Crianças menores de 5 anos
Como mencionado anteriormente, a partir dos 3 anos de idade, crianças já identificam diferenças raciais e, conforme crescem, passam a fazer escolhas influenciadas por essas diferenças. Então, é interessante que, logo cedo, pais e responsáveis criem uma base forte que facilitará falar sobre o racismo quando as mesmas crianças forem mais velhas.

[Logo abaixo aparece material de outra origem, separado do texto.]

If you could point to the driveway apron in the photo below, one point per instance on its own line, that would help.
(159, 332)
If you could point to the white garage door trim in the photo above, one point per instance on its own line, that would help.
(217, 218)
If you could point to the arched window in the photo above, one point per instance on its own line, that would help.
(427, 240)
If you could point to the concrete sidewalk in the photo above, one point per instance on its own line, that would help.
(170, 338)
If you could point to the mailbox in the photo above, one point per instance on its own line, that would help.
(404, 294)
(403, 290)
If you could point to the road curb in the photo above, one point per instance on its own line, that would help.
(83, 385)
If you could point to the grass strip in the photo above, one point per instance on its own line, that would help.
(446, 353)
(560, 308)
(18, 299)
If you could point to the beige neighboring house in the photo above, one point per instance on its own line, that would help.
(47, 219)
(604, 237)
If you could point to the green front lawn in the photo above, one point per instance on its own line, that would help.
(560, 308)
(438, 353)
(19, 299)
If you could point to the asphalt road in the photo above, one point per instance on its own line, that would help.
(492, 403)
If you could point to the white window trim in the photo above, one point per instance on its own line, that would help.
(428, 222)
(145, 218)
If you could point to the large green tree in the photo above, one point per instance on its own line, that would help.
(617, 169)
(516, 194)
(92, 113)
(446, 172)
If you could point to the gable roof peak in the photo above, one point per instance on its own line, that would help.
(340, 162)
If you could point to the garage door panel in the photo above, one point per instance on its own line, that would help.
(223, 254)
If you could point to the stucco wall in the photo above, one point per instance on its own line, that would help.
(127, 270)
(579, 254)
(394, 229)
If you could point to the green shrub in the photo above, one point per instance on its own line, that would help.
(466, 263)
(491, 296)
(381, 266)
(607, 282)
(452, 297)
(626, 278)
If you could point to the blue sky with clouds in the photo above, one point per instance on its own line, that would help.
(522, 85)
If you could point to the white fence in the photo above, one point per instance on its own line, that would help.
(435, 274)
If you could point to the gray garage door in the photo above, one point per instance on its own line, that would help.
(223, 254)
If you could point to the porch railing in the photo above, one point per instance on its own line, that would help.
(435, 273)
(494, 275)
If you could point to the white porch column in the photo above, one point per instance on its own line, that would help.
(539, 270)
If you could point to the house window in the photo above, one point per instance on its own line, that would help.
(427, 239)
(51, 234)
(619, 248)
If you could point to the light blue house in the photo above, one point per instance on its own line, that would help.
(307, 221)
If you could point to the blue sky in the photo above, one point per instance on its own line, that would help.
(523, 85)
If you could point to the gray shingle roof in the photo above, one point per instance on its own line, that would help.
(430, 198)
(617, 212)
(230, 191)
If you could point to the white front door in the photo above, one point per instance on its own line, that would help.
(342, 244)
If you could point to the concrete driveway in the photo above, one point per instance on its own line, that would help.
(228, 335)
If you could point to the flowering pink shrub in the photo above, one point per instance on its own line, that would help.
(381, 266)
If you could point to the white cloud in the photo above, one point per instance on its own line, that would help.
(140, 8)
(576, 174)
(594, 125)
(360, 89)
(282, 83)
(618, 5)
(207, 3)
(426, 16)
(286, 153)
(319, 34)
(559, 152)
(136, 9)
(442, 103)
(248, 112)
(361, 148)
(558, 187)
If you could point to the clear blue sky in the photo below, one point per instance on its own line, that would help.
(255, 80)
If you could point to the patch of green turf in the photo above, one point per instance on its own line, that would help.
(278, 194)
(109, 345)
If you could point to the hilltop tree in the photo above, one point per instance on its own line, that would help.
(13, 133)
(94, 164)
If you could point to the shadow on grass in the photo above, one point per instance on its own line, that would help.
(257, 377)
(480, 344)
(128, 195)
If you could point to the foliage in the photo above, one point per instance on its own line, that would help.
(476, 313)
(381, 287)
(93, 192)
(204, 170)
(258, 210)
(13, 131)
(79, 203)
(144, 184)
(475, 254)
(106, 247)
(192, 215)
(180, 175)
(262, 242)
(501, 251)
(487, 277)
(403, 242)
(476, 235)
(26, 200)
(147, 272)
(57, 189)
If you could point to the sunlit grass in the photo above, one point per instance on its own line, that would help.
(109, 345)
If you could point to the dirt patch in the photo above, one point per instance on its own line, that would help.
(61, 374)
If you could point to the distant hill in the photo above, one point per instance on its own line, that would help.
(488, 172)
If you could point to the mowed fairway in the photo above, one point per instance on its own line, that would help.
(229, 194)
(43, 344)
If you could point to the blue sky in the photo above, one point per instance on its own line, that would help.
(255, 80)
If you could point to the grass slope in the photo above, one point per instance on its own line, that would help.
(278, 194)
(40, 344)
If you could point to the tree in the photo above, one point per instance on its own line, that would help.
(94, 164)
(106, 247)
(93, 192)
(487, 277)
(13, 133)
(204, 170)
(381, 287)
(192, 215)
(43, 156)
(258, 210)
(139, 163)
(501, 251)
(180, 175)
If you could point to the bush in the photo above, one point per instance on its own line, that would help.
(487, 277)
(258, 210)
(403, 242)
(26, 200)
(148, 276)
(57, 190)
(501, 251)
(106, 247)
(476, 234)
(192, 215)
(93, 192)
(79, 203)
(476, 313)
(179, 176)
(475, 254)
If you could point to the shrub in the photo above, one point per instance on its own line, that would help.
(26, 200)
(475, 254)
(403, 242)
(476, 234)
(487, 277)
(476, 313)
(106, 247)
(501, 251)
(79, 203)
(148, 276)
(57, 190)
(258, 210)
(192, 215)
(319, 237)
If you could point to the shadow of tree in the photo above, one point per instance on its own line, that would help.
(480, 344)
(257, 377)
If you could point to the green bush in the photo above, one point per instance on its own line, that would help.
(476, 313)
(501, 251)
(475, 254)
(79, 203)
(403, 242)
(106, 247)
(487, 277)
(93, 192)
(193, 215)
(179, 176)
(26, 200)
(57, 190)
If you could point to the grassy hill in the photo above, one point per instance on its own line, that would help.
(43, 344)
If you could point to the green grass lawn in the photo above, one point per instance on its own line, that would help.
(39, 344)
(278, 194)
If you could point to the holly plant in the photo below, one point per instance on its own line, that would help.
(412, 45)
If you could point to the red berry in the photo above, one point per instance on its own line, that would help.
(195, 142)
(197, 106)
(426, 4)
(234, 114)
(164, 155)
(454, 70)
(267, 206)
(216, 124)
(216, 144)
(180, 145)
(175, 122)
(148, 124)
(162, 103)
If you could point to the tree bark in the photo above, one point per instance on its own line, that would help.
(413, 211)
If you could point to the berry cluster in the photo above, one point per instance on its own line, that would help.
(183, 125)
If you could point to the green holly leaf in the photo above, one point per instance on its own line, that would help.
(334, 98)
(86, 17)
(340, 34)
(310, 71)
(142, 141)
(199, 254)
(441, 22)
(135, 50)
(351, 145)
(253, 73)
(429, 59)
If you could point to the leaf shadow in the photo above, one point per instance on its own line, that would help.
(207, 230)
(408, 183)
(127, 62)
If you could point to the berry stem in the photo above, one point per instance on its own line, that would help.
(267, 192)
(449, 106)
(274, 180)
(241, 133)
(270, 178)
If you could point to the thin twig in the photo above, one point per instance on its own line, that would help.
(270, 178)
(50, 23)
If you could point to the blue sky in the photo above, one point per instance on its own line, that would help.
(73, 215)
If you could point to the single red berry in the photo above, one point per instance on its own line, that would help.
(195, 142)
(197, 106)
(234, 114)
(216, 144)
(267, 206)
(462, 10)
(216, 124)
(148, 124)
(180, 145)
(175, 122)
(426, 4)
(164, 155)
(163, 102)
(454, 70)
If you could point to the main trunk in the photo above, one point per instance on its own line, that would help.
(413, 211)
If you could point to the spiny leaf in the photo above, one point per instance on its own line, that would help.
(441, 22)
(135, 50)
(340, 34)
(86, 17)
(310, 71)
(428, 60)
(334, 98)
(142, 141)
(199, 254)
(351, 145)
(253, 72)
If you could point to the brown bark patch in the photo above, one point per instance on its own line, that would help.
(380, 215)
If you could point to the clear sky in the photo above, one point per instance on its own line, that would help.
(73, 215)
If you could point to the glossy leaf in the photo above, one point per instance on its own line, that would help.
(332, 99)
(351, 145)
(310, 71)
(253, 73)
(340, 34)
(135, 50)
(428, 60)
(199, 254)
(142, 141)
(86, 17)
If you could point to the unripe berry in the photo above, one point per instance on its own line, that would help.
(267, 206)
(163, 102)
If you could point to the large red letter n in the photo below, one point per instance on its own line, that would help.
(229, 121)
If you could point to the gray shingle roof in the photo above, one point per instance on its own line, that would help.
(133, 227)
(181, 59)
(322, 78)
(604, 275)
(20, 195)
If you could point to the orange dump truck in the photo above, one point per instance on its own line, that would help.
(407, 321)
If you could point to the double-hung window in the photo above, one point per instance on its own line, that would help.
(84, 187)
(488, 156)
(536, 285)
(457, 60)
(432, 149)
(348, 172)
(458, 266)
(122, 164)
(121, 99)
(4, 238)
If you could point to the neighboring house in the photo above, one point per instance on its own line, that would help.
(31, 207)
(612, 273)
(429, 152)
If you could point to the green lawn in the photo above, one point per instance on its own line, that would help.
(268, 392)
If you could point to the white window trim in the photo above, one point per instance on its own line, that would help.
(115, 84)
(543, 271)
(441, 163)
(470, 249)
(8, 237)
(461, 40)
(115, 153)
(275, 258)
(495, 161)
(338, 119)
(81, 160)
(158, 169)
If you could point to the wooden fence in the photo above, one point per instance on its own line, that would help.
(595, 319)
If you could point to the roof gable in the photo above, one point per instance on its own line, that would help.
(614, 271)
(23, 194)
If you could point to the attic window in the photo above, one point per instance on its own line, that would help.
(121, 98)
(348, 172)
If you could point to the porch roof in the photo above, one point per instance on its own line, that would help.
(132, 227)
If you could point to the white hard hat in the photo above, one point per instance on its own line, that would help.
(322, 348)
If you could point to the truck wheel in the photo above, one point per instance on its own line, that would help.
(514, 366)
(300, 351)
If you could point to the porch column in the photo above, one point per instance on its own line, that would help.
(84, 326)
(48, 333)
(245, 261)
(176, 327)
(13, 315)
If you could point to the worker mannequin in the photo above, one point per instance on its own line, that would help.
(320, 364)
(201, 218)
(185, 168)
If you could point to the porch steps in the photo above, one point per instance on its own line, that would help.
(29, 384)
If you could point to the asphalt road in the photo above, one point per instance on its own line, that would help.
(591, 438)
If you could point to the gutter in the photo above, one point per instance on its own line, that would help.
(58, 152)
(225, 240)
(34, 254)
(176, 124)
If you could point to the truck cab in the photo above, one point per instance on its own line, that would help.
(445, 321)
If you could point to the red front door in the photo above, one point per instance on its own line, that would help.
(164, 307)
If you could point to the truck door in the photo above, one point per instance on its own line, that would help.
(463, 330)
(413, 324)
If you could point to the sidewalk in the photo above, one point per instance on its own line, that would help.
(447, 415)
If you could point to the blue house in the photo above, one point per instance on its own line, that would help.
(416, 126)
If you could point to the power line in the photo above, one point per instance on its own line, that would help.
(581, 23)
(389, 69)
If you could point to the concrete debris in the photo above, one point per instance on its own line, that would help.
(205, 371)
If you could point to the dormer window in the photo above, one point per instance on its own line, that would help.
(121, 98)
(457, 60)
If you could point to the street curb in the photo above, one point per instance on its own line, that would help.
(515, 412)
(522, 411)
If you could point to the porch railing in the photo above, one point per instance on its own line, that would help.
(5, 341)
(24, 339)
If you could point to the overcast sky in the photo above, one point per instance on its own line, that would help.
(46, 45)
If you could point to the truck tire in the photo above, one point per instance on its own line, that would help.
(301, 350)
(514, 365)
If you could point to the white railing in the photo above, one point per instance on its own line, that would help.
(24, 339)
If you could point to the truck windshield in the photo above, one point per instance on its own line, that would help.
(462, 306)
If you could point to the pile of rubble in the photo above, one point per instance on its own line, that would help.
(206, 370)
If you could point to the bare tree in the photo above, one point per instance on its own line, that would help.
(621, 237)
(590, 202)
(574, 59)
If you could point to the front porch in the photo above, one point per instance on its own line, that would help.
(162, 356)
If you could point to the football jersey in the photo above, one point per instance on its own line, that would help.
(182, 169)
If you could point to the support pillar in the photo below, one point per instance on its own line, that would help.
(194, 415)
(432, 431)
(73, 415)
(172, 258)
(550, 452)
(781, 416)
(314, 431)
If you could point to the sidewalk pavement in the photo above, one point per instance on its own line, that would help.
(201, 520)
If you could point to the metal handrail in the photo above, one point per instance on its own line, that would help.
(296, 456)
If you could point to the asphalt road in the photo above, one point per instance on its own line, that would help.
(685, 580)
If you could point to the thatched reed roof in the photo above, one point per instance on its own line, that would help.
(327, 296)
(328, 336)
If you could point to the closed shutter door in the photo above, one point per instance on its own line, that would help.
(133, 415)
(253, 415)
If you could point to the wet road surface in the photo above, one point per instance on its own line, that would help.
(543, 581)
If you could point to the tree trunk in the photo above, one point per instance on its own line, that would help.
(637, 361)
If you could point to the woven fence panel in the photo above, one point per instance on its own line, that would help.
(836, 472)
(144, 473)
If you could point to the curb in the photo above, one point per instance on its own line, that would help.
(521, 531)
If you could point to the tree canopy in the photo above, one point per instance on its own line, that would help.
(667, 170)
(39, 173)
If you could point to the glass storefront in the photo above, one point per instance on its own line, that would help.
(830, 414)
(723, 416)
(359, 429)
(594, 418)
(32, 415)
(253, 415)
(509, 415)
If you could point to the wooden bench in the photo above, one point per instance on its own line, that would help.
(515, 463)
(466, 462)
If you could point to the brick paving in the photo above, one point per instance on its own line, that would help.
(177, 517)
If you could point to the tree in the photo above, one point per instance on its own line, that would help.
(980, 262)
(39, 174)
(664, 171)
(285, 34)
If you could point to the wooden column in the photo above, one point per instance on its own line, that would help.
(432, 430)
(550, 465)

Reconheça as diferenças e as celebre
Crianças são naturalmente bastante observadoras, uma vez que ainda estão no processo de reconhecer o mundo e a si mesmas. É comum que, até os 5 anos de idade, elas observem as diferenças à sua volta e façam comentários a respeito. Neste momento, pais e responsáveis devem reconhecer essas diferenças e reafirmar que, apesar delas, todos nós temos bastante em comum. Mesmo sendo indivíduos de beleza singular, compartilhamos muito com o outro, seja do ponto de vista pessoal ou cultural. Se a criança fizer algum comentário inocente sobre características físicas de outra pessoa com base em sua cor de pele, valide o que foi dito, reformule a ideia da criança se preciso for e, então, celebre o que a criança e a pessoa observada têm em comum: sejam características físicas, estéticas ou relacionadas às suas personalidades. Desta maneira, a criança compreende que, apesar das diferenças, temos muito mais coisas que nos assemelham às pessoas à nossa volta do que costumamos perceber.
Responda perguntas de maneira receptiva
Se coloque à disposição para responder – com paciência e sutileza – as questões que a criança tiver. Permita que ela enxergue em você a mais confiável fonte de conhecimento. Evitar falar sobre questões de raça ou silenciar a curiosidade de uma criança, pode reforçar a ideia de que o assunto é um tabu e de que a melhor maneira de lidar com ele é simplesmente ignorando-o, o que já sabemos que não é o ideal. Incentive sempre o diálogo aberto.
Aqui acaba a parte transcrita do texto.